Discount cards are an option for the under- or uninsured
In a study by the University of Southern California, researchers used pharmacy claims data from a large commercial insurer, combined with national average drug reimbursement data, to identify claims where patients overpaid for their prescriptions. The study found nearly one in four patients were overpaying for their prescriptions by using their insurance instead of paying cash.
For some patients, paying cash is the best option for prescription affordability. Individuals on high-deductible plans will pay at least $1,400 out of pocket before reaching their deductible — for those on family plans, it’s $2,800. Many patients may consider forgoing insurance to pay for medications since they’re unlikely to hit their deductible within the year anyway.
In our survey, when a prescription cost more than expected, 43 percent of patients searched on their own for a cash price outside of insurance while only 23 percent asked their provider or pharmacist about the cash price. Discount cards can offer patients a sense of choice and ownership in their individual path to medication access.
Copay cards can provide relief for patients on brand therapies
While 9 out of 10 prescriptions filled every year are for generic drugs, the remaining 10 percent still accounts for millions of brand prescriptions. While more expensive than their generic equivalents, many brands don’t yet have an equivalent, and yet are provider- and patient-preferred drugs.
In one study, 79 percent of brand drugs with copay cards had no generic equivalent, making the card more of an affordability lifeline for many patients. An IQVIA analysis found new patient abandonment rates are 50 percent lower when copay cards are used compared to what they would have been without a copay card.
A word on CAAPs
In 2018, PBMs launched copay accumulator adjustment programs (CAAPs) that prevented funds from copay cards from being applied to patient deductibles. This move can be especially concerning for those on high-deductible plans who are already responsible for a large portion of their medical and prescription expenses for a large part of the year.
Without copay card funds counting toward their deductible, prescription costs could become prohibitive, causing some patients to either abandon their medication or switch to a less-preferred alternative.

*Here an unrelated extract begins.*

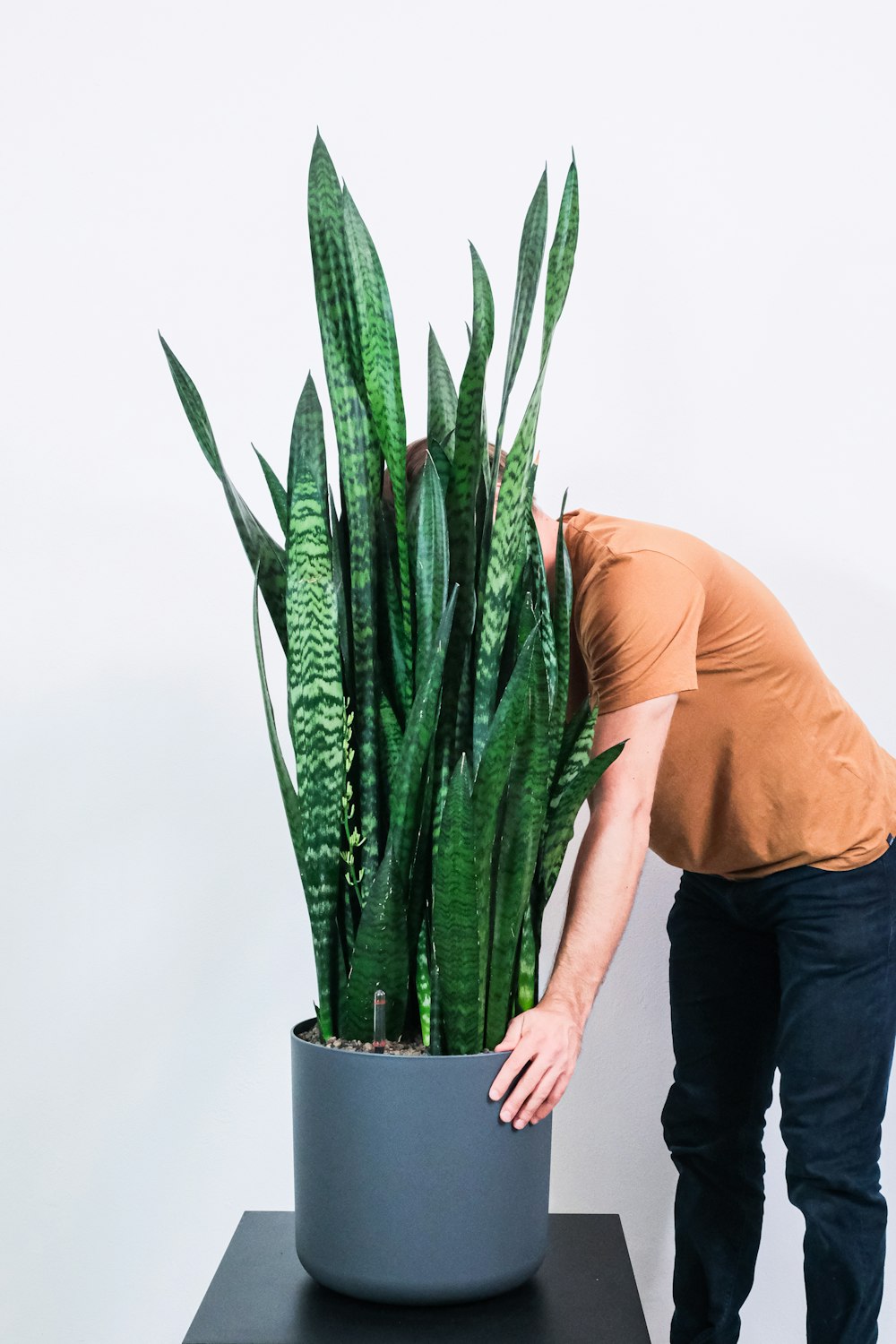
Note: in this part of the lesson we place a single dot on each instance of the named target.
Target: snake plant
(437, 780)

In one study, patients on high-deductible plans impacted by CAAPs had 1.5 fewer prescription fills than those on high-deductible plans without a CAAP over the course of nine months. With formulary and benefit changes yearly, many patients may be unaware their insurance has a CAAP until their copay card runs out and a large portion of their deductible remains.

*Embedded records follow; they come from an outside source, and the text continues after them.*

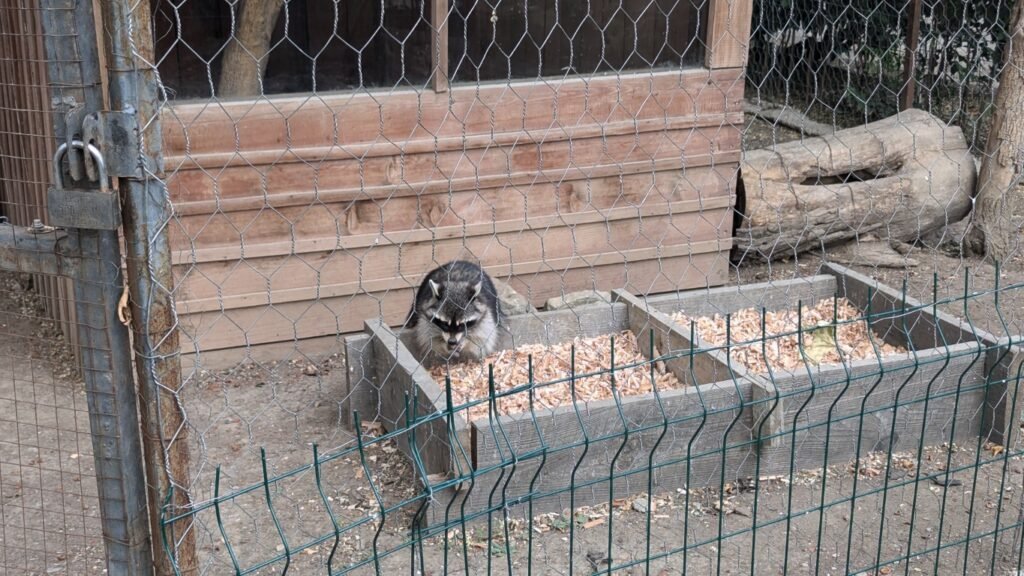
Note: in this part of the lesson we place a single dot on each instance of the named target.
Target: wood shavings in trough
(469, 380)
(845, 341)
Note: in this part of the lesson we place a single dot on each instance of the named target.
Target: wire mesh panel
(49, 507)
(49, 504)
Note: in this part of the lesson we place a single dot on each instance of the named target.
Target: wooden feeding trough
(724, 421)
(947, 381)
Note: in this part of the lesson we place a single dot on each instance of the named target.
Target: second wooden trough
(726, 423)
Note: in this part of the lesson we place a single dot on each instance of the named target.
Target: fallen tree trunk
(896, 178)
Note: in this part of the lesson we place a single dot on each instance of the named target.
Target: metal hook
(97, 157)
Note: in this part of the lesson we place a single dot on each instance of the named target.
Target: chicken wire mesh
(345, 149)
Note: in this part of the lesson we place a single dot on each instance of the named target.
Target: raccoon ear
(435, 288)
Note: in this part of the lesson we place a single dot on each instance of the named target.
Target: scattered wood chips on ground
(469, 379)
(823, 342)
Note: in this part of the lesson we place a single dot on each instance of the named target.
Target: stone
(513, 303)
(581, 298)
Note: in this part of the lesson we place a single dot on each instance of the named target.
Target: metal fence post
(73, 63)
(133, 87)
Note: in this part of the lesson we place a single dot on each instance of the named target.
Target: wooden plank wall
(27, 141)
(299, 217)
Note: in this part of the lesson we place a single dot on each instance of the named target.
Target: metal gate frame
(138, 437)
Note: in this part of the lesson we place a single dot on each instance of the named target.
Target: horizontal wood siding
(300, 217)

Currently, five states have passed laws restricting CAAPs to varying degrees and more are likely to follow this year. Intelligent technology can help identify and predict plans impacted by CAAPs to help potentially impacted patients create a financial game plan and stay adherent to their medications.
Technology can help providers, pharmacists and biopharma assist patients with affordability
Deciding the best route to medication access, affordability and adherence can feel like fanning out a hand of cards at the point of prescribing.
While care teams at the prescriber’s office and pharmacy can hold personal conversations with patients, transparent, real-time tools delivered within the prescriber and pharmacy workflow can help lay all the cards on the table for an informed decision-making process. Additionally, patients that opt-in to receive education and outreach when they enroll into co-pay card programs provides a direct-to-patient channel for education and engagement. This transparency can help determine decisions like generic or brand medications, payment through cash or benefit, and which affordability assistance tool is available for use.
Biopharma company educational material, often available with copay cards, can further help patients better understand their condition and medication to improve adherence.